Milei government admits its audit of soup kitchens never existed
Milei government acknowledges in an official document that it lied: audit that found that 50% percent of community kitchens were ‘phantom’ in fact never existed. Admission was made in response to request by deputy Natalia Zaracho.
Argentina’s Human Capital Ministry has admitted in an official filing that a sweeping audit of community soup kitchens receiving state funds that was used by President Javier Milei’s government to justify cutting off food supplies is “non-existent.”
The revelation confirms opposition claims the administration lied when a top official claimed publicly that half of soup kitchens receiving funds did not exist.
The so-called “phantom audit” was used as justification by President Javier Milei, Human Capital Minister Sandra Pettovello and then-Cabinet chief Nicolás Posse in public appearances and interviews to justify a state decision to suspend food deliveries to community soup kitchens that feed the impoverished.
That claim, according to the Human Capital Ministry, “turns out to be non-existent.”
The admission came in response to a freedom of information request filed by Patria Grande deputy Natalia Zaracho 15 months ago, on May 16, 2024 – just a day after Posse had cited the alleged audit during an appearance before Congress.
"The generic reference to 'audit' involves a grammatical interpretation made by the then-Cabinet chief [Poss]f, which refers to the control actions of the bodies in charge of implementing public policies and not to an audit report with the scope provided for in Law No. 24,156."
The reference is to the Financial Administration Law that regulates the functioning of public bodies.
The Ministry of Human Capital confirmed, in its response to Zaracho, that they carried out "supervisions and/or territorial verifications." It admitted that these "do not correspond methodologically or teleologically with the audit reports."

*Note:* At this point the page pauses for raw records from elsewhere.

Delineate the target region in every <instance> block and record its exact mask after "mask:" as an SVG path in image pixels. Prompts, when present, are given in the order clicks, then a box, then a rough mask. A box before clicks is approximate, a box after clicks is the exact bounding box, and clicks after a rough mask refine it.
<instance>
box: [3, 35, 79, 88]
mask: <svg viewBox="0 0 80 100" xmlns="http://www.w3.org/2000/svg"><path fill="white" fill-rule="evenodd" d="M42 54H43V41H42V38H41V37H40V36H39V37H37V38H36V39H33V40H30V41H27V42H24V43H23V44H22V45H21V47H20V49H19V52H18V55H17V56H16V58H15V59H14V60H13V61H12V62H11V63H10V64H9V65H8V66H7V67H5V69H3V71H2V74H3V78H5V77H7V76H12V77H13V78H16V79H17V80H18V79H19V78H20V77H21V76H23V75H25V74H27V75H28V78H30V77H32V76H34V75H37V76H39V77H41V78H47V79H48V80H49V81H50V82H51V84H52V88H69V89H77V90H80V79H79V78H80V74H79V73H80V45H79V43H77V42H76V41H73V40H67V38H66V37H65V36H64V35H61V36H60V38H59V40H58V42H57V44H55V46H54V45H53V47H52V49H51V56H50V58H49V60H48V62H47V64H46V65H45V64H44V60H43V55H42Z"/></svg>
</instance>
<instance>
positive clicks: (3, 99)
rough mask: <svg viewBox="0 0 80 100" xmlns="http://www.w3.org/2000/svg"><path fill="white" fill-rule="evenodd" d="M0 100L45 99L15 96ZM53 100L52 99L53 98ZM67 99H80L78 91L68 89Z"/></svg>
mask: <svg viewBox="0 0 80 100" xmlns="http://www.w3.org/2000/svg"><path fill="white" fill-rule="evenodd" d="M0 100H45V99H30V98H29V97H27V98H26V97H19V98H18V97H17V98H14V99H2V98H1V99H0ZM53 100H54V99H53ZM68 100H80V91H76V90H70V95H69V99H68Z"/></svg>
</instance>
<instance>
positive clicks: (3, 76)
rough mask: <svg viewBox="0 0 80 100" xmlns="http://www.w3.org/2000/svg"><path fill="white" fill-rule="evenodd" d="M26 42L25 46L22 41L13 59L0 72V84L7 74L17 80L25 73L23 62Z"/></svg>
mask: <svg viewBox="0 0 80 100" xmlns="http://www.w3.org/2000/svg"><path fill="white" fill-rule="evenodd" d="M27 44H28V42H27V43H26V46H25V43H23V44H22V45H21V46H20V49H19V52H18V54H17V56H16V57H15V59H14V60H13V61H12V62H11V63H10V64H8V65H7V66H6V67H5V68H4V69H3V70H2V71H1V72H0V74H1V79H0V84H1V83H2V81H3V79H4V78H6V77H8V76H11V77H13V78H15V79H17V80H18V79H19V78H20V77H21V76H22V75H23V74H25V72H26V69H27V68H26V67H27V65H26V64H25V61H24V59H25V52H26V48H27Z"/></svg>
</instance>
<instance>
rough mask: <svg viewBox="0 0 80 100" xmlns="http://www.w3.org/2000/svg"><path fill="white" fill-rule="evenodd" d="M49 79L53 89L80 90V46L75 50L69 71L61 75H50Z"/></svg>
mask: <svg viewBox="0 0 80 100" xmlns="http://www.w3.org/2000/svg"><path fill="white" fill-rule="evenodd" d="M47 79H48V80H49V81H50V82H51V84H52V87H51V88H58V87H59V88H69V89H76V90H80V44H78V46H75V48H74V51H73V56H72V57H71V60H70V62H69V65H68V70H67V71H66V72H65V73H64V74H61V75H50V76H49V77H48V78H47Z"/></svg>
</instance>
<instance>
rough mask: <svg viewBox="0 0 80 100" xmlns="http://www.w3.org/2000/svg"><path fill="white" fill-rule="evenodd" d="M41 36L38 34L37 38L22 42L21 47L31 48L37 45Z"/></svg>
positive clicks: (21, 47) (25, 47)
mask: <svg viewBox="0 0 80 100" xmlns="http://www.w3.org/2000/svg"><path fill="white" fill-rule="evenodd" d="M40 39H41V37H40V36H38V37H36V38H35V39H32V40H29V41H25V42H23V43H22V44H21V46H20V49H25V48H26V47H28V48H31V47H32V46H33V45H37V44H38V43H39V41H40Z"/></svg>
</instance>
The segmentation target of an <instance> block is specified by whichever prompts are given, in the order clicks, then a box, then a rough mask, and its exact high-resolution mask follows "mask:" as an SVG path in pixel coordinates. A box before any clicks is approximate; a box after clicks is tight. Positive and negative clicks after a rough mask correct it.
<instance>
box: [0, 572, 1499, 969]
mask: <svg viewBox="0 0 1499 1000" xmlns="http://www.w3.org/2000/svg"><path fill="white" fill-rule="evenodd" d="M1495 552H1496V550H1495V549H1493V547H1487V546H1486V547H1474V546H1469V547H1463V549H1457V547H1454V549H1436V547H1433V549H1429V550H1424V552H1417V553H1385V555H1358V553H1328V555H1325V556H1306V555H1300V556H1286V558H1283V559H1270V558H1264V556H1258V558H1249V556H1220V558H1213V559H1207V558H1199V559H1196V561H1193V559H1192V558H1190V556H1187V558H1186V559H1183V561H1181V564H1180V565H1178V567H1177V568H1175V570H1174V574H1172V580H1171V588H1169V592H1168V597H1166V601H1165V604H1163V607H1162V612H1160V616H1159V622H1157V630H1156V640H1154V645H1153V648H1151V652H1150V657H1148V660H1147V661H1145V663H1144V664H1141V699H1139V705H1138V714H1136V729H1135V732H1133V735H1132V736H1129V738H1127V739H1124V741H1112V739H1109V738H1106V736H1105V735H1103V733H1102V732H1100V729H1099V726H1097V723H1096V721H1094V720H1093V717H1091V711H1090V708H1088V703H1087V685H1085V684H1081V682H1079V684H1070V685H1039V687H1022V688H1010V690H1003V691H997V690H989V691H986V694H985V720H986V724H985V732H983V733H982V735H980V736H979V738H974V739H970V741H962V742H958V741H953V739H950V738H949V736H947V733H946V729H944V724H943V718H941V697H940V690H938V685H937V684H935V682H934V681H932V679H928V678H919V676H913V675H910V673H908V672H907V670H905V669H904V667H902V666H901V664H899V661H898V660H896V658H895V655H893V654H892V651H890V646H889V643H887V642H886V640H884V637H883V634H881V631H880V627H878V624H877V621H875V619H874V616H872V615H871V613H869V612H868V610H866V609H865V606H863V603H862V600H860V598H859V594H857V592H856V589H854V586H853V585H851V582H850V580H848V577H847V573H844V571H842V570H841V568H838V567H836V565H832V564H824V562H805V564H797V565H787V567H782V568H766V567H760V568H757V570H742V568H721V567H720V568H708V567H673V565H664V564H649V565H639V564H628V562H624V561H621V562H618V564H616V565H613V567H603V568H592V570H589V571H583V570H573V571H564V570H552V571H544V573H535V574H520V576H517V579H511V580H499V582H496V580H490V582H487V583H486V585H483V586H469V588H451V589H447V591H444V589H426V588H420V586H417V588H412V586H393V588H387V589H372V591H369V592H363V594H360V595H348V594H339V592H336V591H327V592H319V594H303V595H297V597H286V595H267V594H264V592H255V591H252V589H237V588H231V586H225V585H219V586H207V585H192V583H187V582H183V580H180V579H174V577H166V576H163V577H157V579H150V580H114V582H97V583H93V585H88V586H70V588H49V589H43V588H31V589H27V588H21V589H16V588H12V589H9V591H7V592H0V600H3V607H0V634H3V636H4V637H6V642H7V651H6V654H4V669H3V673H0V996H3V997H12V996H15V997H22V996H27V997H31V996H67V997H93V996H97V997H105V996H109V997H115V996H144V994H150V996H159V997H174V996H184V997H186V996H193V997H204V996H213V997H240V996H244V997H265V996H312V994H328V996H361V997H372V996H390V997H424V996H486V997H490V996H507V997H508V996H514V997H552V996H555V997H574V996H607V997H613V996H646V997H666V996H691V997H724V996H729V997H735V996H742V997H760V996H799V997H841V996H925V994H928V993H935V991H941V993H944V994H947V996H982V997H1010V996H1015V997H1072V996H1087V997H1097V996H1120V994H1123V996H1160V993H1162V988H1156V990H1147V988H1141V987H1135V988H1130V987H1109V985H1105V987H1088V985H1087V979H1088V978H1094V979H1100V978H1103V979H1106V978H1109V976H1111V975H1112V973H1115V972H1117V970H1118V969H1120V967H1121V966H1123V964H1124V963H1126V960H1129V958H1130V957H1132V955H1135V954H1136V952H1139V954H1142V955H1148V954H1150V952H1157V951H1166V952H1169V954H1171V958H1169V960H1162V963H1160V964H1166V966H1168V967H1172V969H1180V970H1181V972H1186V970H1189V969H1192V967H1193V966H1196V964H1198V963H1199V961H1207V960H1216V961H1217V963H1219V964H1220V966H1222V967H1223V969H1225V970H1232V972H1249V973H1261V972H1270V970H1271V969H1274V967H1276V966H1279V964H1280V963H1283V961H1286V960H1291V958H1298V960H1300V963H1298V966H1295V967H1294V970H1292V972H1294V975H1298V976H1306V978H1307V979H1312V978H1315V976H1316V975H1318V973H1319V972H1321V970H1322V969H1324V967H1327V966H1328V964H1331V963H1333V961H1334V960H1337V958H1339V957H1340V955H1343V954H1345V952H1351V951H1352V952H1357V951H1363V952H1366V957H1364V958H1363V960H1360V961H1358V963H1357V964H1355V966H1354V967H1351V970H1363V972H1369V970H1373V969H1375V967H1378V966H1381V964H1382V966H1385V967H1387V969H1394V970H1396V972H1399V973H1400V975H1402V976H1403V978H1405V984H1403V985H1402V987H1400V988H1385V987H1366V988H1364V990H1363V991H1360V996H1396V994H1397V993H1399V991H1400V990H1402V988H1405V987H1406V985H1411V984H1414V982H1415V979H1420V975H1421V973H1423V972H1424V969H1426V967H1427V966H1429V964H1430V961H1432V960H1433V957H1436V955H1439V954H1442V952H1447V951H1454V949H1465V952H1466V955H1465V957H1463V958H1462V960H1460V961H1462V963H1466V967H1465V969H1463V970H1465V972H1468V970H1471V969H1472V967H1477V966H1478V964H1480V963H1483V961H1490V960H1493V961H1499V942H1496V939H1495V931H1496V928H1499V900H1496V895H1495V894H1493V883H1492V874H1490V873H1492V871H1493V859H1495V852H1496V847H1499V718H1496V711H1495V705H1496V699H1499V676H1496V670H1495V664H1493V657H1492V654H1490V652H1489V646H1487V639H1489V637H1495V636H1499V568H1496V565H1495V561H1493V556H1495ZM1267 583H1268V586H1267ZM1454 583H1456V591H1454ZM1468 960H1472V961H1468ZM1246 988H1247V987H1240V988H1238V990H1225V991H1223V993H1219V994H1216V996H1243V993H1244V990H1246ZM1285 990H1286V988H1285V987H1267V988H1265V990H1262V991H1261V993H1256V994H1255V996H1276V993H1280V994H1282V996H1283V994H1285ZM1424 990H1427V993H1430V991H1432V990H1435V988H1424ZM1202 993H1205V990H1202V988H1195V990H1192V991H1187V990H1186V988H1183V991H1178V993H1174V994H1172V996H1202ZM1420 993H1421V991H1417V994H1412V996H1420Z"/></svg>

In a May 2024 Congress session, Posse told the Legislative Assembly: “An audit was carried out … almost 50 percent of the kitchens did not exist.”
The official claimed state investigators had found “addresses where no kitchen had ever operated and, in other cases, where kitchens had functioned many years ago.”
After Pettovello initially refused to provide the documentation to verify those claims, Zaracho took the matter to court and won a court ruling forcing the Human Capital Ministry to respond.
Now, more than a year on, government officials have admitted in writing that no such audit existed.